私の興味の対象は、建築とは何かということにずっとあります。いやもっというと、暮らしを包むものが建築だとすると暮らしとはなんだろう、というのがずっとテーマの根底にあるのです。百人いれば百人の暮らしがあるといいます。しかし一方で暮らしへの意識は一つの方向に向かっているようにも思います。今までたくさんの人の暮らしをさまざまな地域で、さまざまな企業で調査してきました。持ち物や、料理、各部屋での過ごし方、洗濯の仕方、収納などについて、コミュニティーとの関わりについてなどを細かく聞いてきました。しかしそこから浮かび上がってくるのはどれも特別なことではなく、些細な日常の中に多くの人が幸せを感じているということでした。それは暮らしそのものの中にどのような喜びを見出し、豊かな時間を見出し、それを楽しんでいけるかということでしょう。そしてそのことが何より重要なのだと思うようになりました。その意味で建築より、そこで展開される暮らしそのものが重要であると考えています。そうなると家はもっと控えめでいい、主役である暮らしの背景として、普通であり、単純であり、主張しない建築のありようがあるのではないかと思うのです。普通の品質を上げていくこと、そこに自分の役割を見出しつつあるのです。

もう一つ、ここニセコに来てからの大きな関心は自然とどう向き合い、そして田舎に住む豊かさについてです。日本は今大きな転換期を迎えています。成長の時代が明らかに終わり、人口縮小へと向かっています。2050年には人口が8千万人以下つまり現在の60%ぐらいになります。さらにずっと先ですが、2100年には3千万人近くになると言われています。途中どこかで定常化するのかもしれませんが、人口は必ず減ります。そして過疎地はさらにこの傾向が強くなります。しかし一方で社会の構造は大きく変わっていきます。今まで中央集中型の社会から小規模分散型の社会に変わるでしょう。テクノロジーも発達してどこでも仕事ができるようになると、住む場所の選択肢は一気に広がります。また一つの場所でなく、いくつかの拠点を行き来する人も出てくるでしょう。そうなってくると、過疎地で暮らすことの価値は上がってきます。それは自然との距離感です。また一人1家族で住むのは大変ですから、小さなコミュニティーも必要です。

2050年を待たずとも、私たちの暮らしは大きく変化していきます。経済の仕組みの中核である貨幣経済も綻びを見せ、働くことの意味も変わるに違いありません。また合意形成の仕組みもテクノロジーを使いながらより直接的な合意形成システムが生まれるでしょう。

縮小することが決して悲しいことではなく、未来の豊かな暮らしを実現する転換期だと捉え、ここ北海道の地で新たなプロジェクトもスタートさせています。

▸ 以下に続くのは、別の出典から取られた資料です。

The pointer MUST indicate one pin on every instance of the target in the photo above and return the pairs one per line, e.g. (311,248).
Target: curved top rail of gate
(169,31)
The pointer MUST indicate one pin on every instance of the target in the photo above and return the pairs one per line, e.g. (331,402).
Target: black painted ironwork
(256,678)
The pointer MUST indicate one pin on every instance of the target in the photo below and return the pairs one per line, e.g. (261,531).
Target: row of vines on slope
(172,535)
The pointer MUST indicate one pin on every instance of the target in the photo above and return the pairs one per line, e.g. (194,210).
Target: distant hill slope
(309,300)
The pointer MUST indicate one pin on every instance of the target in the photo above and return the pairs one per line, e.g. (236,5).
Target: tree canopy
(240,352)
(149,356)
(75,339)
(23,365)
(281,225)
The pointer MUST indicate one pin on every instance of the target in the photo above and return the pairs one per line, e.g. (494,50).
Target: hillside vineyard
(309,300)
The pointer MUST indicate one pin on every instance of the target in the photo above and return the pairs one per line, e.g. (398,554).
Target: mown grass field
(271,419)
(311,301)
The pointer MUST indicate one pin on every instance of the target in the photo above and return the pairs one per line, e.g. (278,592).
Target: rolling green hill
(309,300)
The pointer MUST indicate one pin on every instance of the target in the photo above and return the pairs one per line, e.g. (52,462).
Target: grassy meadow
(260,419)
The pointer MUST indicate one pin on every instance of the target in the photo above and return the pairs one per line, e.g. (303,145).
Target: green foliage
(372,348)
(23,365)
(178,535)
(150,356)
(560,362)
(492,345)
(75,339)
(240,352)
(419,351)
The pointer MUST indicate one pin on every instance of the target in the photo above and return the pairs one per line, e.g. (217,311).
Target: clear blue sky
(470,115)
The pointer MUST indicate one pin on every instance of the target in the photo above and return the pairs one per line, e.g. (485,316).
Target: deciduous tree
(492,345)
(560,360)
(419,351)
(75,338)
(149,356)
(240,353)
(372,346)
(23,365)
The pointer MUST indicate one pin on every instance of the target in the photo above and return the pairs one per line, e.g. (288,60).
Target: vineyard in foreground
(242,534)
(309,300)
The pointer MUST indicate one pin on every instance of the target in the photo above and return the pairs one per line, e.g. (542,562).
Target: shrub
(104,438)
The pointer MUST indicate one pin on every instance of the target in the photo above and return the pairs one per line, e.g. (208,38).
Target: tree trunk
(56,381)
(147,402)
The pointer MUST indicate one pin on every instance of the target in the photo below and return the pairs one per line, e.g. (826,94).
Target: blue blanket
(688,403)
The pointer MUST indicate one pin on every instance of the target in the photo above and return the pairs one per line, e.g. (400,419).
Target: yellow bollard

このサイトで過去の仕事などの整理をしないといけないとも思っているのですが、ついつい前に向かって進む性格なので、過去のことを忘れてしまいます。少しずつ整備していきます。

なお、このニセコではじめた都市未来研究会の成果の一つとして「村づくりの定め」と題して景観コードの作り方の出版を準備しています。2023年の秋頃に出版される予定です。またご報告します。